Violi noted the federal law is supposed to give more people access to health insurance, but some of the numbers aren't adding up across the country.
"We hear more people are going to have health insurance, but when you follow the news we have 2 million people signed up for the health insurance program and 6 million people lost their coverage. That's a net loss of 4 million. I don't think that stuff has happened in West Virginia. We might be one of the lucky places that it's not happening," he said.
But whether a person has health insurance, Violi said, does not matter at the end of the day.
"This is health care. This isn't a car dealership. This isn't a supermarket. We have to take the patient anyway - that's our mission: treat the patient," Violi said.
In Glen Dale, Reynolds Memorial Hospital CEO Jay Prager said the Affordable Care Act will have a "profound effect" on hospitals and health care in general, but over time.
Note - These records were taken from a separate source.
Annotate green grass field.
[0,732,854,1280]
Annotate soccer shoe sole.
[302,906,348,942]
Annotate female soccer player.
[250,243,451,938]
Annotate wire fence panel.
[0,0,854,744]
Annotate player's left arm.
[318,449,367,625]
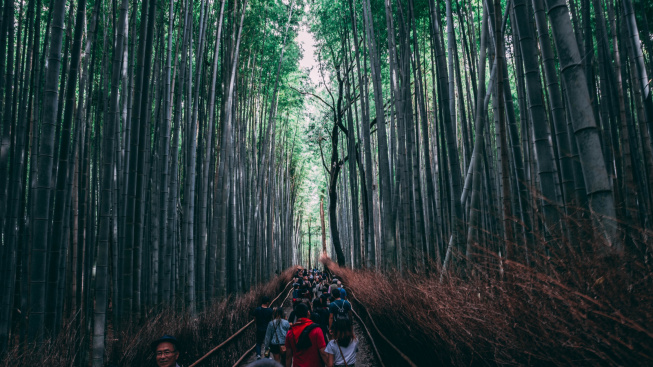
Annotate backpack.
[332,300,351,321]
[296,323,320,350]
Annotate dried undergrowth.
[0,269,294,366]
[326,239,653,366]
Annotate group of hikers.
[151,267,358,367]
[254,268,358,367]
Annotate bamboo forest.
[0,0,653,367]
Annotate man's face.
[156,342,179,367]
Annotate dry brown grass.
[0,268,294,366]
[328,243,653,366]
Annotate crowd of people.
[254,268,358,367]
[152,267,358,367]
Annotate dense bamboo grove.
[304,0,653,276]
[0,0,302,366]
[0,0,653,366]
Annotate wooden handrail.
[189,281,292,367]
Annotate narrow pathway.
[239,298,380,367]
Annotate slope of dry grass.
[0,269,293,366]
[328,249,653,366]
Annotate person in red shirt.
[286,303,328,367]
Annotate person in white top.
[324,318,358,367]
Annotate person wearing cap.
[151,334,179,367]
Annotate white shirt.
[324,339,358,366]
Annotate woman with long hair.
[324,318,358,367]
[263,307,290,363]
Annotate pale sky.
[297,8,320,86]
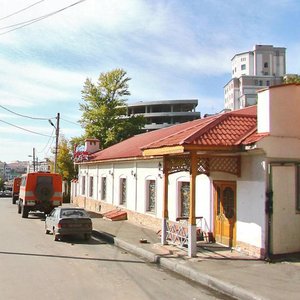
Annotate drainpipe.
[265,163,273,261]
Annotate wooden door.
[214,181,236,247]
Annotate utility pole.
[32,148,35,172]
[54,113,60,173]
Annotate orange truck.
[12,177,21,204]
[18,172,63,218]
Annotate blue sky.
[0,0,300,162]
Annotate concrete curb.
[93,230,265,300]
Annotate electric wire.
[0,0,87,35]
[60,117,81,127]
[0,0,45,21]
[38,128,55,153]
[0,105,56,121]
[0,120,51,137]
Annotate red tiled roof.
[86,106,257,161]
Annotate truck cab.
[18,172,63,218]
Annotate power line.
[0,105,56,121]
[0,0,87,35]
[60,117,81,127]
[0,0,45,21]
[38,128,55,153]
[0,120,51,137]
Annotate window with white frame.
[178,181,190,217]
[89,176,94,197]
[120,177,127,205]
[81,176,85,195]
[101,176,106,201]
[146,180,156,213]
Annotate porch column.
[161,157,169,245]
[188,151,197,257]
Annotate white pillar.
[161,218,167,245]
[188,224,197,257]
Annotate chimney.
[85,139,100,154]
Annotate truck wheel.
[45,226,50,234]
[53,228,58,241]
[21,205,29,218]
[84,233,91,241]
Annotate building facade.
[127,99,200,131]
[72,84,300,257]
[224,45,286,110]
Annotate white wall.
[271,165,300,254]
[236,156,267,248]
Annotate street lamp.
[48,113,60,173]
[28,148,35,172]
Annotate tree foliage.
[79,69,145,149]
[57,137,76,182]
[284,74,300,84]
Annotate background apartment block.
[224,45,286,110]
[127,99,200,131]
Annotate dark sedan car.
[45,207,93,241]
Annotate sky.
[0,0,300,162]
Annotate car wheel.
[52,228,58,241]
[84,233,91,241]
[21,205,29,218]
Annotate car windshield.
[60,209,88,218]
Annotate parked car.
[45,207,93,241]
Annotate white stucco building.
[72,84,300,257]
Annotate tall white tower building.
[224,45,286,110]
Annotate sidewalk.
[91,213,300,300]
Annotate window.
[179,181,190,217]
[89,176,94,197]
[81,176,85,195]
[101,177,106,200]
[120,178,127,205]
[146,180,156,213]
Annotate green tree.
[79,69,145,149]
[0,177,4,191]
[48,136,77,202]
[57,136,76,182]
[284,74,300,84]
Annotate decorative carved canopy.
[164,155,241,176]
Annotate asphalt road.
[0,198,229,300]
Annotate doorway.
[213,181,236,247]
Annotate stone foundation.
[235,241,265,259]
[72,196,161,231]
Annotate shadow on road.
[0,251,146,264]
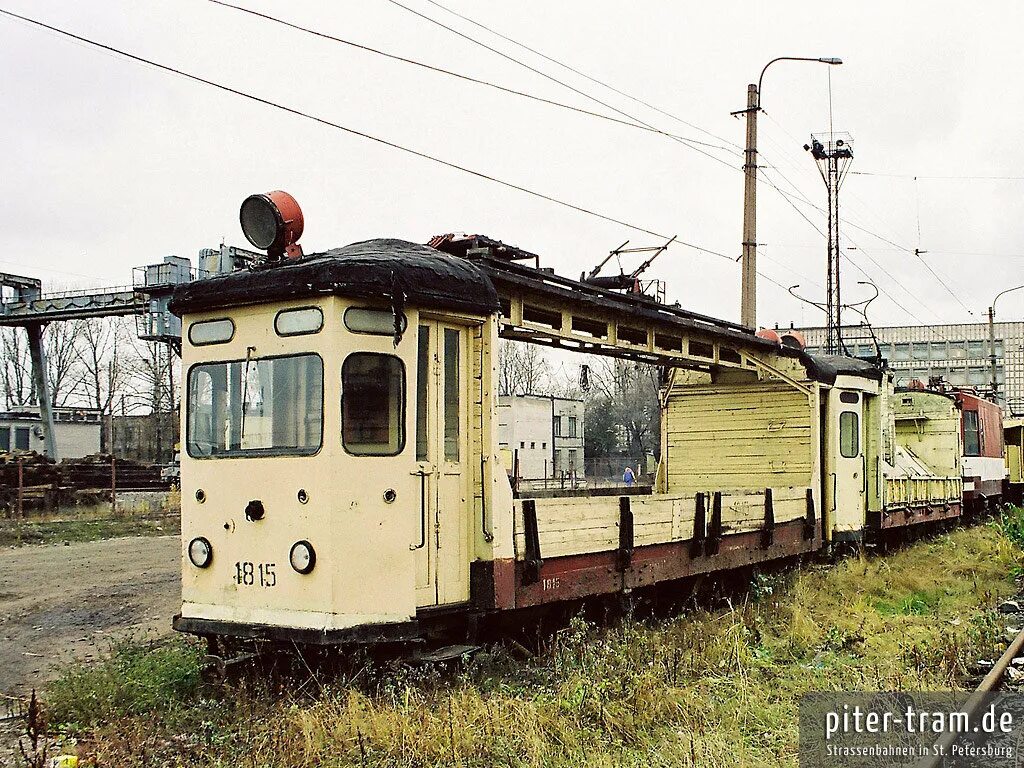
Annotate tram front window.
[186,354,324,458]
[341,352,406,456]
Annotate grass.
[36,512,1024,768]
[0,504,180,547]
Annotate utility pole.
[732,56,843,328]
[988,286,1024,404]
[739,83,760,328]
[804,133,853,354]
[988,301,999,402]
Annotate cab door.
[824,389,867,539]
[413,319,471,607]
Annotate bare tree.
[587,358,662,459]
[76,317,134,451]
[43,321,84,406]
[0,328,35,410]
[498,339,551,395]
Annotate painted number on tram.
[234,561,278,587]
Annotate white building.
[498,395,584,479]
[802,323,1024,413]
[0,406,102,459]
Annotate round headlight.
[288,541,316,573]
[188,537,213,568]
[239,189,303,257]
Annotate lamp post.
[732,56,843,328]
[988,286,1024,402]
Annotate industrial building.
[498,394,584,479]
[802,322,1024,414]
[0,406,102,459]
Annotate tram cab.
[172,233,510,643]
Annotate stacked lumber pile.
[59,454,168,490]
[0,451,60,509]
[0,451,169,510]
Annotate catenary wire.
[399,0,974,325]
[415,0,743,152]
[385,0,974,314]
[0,7,802,290]
[378,0,736,174]
[208,0,738,154]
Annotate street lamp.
[732,56,843,328]
[988,286,1024,402]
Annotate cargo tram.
[171,193,963,645]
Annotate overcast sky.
[0,0,1024,325]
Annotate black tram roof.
[170,239,499,316]
[800,352,882,385]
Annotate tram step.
[416,645,480,664]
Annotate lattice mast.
[804,133,853,354]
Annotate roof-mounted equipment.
[239,189,303,261]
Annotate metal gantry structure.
[0,245,263,459]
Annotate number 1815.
[234,561,278,587]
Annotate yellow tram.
[172,193,962,644]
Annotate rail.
[914,630,1024,768]
[884,477,964,508]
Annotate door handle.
[409,471,427,552]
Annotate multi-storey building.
[498,394,584,479]
[802,322,1024,413]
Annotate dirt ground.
[0,536,181,696]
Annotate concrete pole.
[739,83,759,328]
[25,323,57,461]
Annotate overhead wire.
[391,0,974,322]
[851,171,1024,181]
[415,0,743,152]
[761,121,974,315]
[385,0,749,174]
[0,7,798,290]
[208,0,738,154]
[378,0,974,314]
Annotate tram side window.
[444,328,460,462]
[964,411,981,456]
[341,352,406,456]
[839,411,860,459]
[187,354,324,458]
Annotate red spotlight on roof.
[239,189,303,259]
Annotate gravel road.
[0,536,181,696]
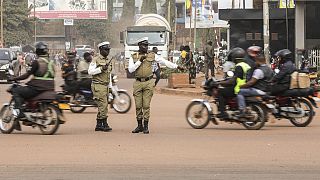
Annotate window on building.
[246,33,253,41]
[254,33,262,40]
[271,33,279,41]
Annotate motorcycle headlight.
[0,64,9,70]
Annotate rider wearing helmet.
[271,49,296,95]
[9,42,55,121]
[218,48,250,119]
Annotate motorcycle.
[65,74,131,113]
[0,70,69,135]
[263,88,317,127]
[186,72,267,130]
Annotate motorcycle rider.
[271,49,296,95]
[204,40,214,80]
[88,41,112,132]
[9,42,55,121]
[77,52,92,90]
[217,48,250,119]
[237,55,273,117]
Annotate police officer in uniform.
[128,37,184,134]
[205,40,214,80]
[9,42,55,130]
[88,42,112,132]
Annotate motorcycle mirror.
[8,69,14,76]
[227,71,234,77]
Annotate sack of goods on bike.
[186,47,317,130]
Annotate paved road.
[0,79,320,180]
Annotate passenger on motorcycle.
[244,46,262,80]
[9,42,55,118]
[77,52,92,90]
[237,55,273,117]
[217,48,250,119]
[271,49,296,95]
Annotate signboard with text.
[28,0,108,19]
[185,0,228,28]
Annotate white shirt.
[128,52,178,73]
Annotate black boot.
[132,120,143,133]
[101,119,112,132]
[95,119,102,131]
[143,121,149,134]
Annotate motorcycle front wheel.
[0,101,16,134]
[290,99,314,127]
[112,91,131,114]
[186,101,211,129]
[39,105,61,135]
[70,93,86,113]
[242,104,266,130]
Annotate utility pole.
[33,0,37,43]
[0,0,4,48]
[263,0,270,64]
[173,6,177,50]
[193,0,198,50]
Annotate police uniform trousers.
[91,83,109,119]
[133,79,155,121]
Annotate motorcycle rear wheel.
[112,91,131,114]
[0,101,17,134]
[186,101,211,129]
[39,105,61,135]
[70,93,86,113]
[242,104,266,130]
[290,99,314,127]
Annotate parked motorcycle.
[65,74,131,113]
[0,70,69,135]
[186,74,267,130]
[263,88,317,127]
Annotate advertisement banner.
[185,0,228,28]
[28,0,108,19]
[279,0,295,8]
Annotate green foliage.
[3,0,33,46]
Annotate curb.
[155,87,202,97]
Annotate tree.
[3,0,33,46]
[141,0,157,14]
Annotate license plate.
[58,103,70,110]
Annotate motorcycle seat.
[281,88,313,97]
[29,91,56,101]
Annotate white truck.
[120,14,172,77]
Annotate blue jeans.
[237,88,266,110]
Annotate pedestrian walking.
[128,37,184,134]
[88,42,112,132]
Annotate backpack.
[290,71,310,89]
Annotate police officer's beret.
[98,41,111,49]
[137,37,149,44]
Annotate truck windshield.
[127,31,166,45]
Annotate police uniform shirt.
[128,53,178,73]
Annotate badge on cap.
[98,41,110,48]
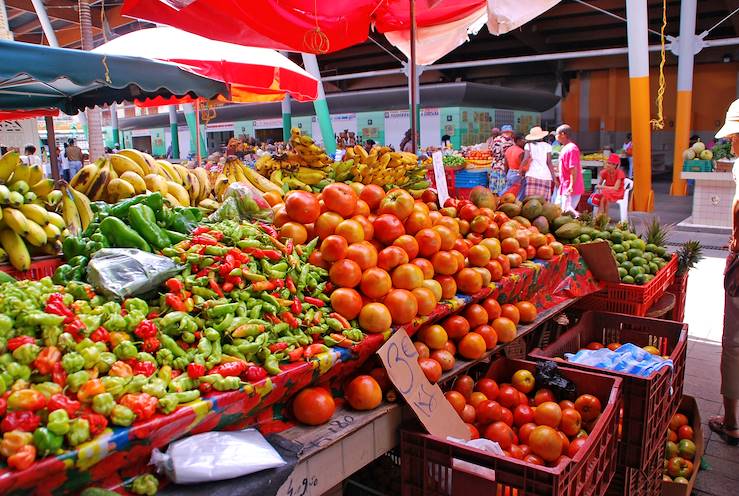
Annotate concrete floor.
[632,176,739,496]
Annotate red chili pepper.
[303,296,326,308]
[165,277,185,294]
[51,362,67,387]
[82,413,108,437]
[164,293,186,312]
[33,346,62,375]
[133,320,157,339]
[7,336,36,351]
[328,312,352,329]
[290,296,303,315]
[285,276,298,294]
[141,336,162,353]
[90,327,110,343]
[208,279,223,298]
[287,346,305,362]
[187,363,205,379]
[269,343,288,353]
[129,359,157,377]
[64,317,87,343]
[0,410,41,432]
[251,281,276,291]
[280,312,298,329]
[209,360,246,377]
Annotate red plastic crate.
[400,358,621,496]
[578,255,677,317]
[529,312,688,469]
[0,256,64,281]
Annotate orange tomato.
[359,302,393,333]
[344,375,382,410]
[331,288,362,320]
[321,234,349,262]
[359,267,393,298]
[328,258,362,288]
[392,263,423,290]
[346,241,377,271]
[280,221,308,245]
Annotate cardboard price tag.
[377,329,470,440]
[431,151,449,205]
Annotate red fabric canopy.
[123,0,487,54]
[0,109,59,121]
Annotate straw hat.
[526,126,549,141]
[716,100,739,138]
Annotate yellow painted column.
[626,0,654,212]
[670,0,696,196]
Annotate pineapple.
[677,240,704,275]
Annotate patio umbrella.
[93,27,318,102]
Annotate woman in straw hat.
[523,126,554,200]
[708,100,739,446]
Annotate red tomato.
[377,246,408,272]
[344,375,382,410]
[285,191,321,224]
[321,183,358,218]
[382,188,415,220]
[292,387,336,425]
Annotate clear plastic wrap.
[149,429,286,484]
[208,182,274,223]
[87,248,183,300]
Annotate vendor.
[593,153,626,215]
By 2018, he added, the government estimates an additional 30 million people will have health insurance, many of whom now only have access to health care via hospital emergency rooms.
"To prepare for the future, hospitals would be wise to emphasize primary care, urgent care and preventive medicine," Prager said. "These are the services that can have the greatest positive impact on people's lives."
Peggy Douglass, director of education and outreach at Barnesville Hospital, said much like every other hospital, Barnesville Hospital is trying to be "prudent in expenditures."
"At this point in time we're status quo. It's had no effect one way or another on us. We're in a holding pattern. We're being cautious because ... no one knows what going on with it," Douglass said.
Douglass said the hospital continues to follow its policies related to patients with no or low insurance. But the hospital's computer system has no way of tracking whether it has had customers with insurance from the federal marketplace.
"We have no way to capture that information," she said.
At Wetzel County Hospital, CEO Brian Felici said it is too soon to determine the long-term impact of the national health care law.
"We are continuing, as we always do, to monitor our revenue and expenses and overall financial performance. We feel like we are positioning ourselves well to absorb any changes that might occur as a result of the health care act. Our staff has already received additional training that allows them to assist patients in qualifying for Medicaid through the ACA," Felici said. "Even in the best of times, we know that the health care environment is volatile. Change is ongoing and we continue to take the necessary actions to assure that we are offering quality health care services to our patients, regardless of what the future holds."